Will's sitting in a chair by the bed, eyes on me.

"I got you a coffee." He hands me over a Starbucks container as I sit up in bed.

"Thank you," I say gratefully. I lean up against the headboard and take a welcome drink.

"You went out?"

"Just to the Starbucks out by the hotel. I needed the air."

"Oh. Sorry I got so drunk. Simone? Did she get back okay? Is she on the sofa?"

"She stayed in Denny's room."

"Oh," I say.

Good for Simone. One day here and she pulls herself a fit drummer.

"Look, Emma." Will rubs his head, pushing his fingers into his hair. "Is there something going on with you? You just haven't seemed yourself at all since I arrived yesterday."

This is it. I can either tell him the truth or coward out.

Ethan and I aren't going to be together. Not now.

The thought causes me actual physical pain.

And then I just know what I have to do – I have my answer. Even if I'm not going to be with Ethan, I can't just stay with Will because it's easier.

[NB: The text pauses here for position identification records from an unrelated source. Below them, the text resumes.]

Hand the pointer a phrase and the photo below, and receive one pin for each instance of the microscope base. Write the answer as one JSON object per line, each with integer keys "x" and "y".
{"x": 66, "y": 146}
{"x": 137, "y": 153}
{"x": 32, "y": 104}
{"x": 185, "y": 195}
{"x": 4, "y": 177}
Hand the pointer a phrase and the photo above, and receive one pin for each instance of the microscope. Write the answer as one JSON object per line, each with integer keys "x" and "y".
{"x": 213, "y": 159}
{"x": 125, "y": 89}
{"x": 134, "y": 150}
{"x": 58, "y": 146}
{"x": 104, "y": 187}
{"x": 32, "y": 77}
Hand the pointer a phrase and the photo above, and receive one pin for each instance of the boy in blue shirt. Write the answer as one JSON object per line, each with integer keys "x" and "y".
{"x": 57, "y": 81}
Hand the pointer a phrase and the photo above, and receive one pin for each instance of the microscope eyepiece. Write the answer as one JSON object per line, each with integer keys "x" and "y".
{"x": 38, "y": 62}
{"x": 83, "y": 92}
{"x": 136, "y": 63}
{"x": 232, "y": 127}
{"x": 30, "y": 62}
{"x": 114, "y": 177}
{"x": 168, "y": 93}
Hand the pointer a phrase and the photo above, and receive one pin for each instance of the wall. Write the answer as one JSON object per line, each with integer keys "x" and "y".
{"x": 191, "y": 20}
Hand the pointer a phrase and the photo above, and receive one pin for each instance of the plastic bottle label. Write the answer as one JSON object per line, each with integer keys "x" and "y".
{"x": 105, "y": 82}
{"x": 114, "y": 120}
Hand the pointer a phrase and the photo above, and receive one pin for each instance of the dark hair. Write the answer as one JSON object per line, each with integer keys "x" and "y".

Yes, I love him. But obviously not enough or I would never have slept with Ethan.

Will deserves to be with someone who loves him and him alone.

I put my coffee down on the nightstand and sitting up, crossing my legs in front of me, I face him.

"I have to tell you something." My body starts to shake. I take the deepest breath I've ever taken, trying to control my fears over what I'm about to do.

"I've been sleeping with Ethan."

I see the shock, slowly morphing into horror and absolute pain echo across his features.

It is a look that will haunt me for a very long time.

"What?" he says slowly.

"I'm so sorry, Will."

He stares blankly at me. His face now washed of any emotion.

"What? Are you being fucking serious?" His tone is low and heart-breaking.

"I'm sorry. I didn't mean for this to happen."

He puts his head into his hands. "You didn't mean for it to happen! You've been having sex with Ethan Dolan and you didn't mean for it to happen!"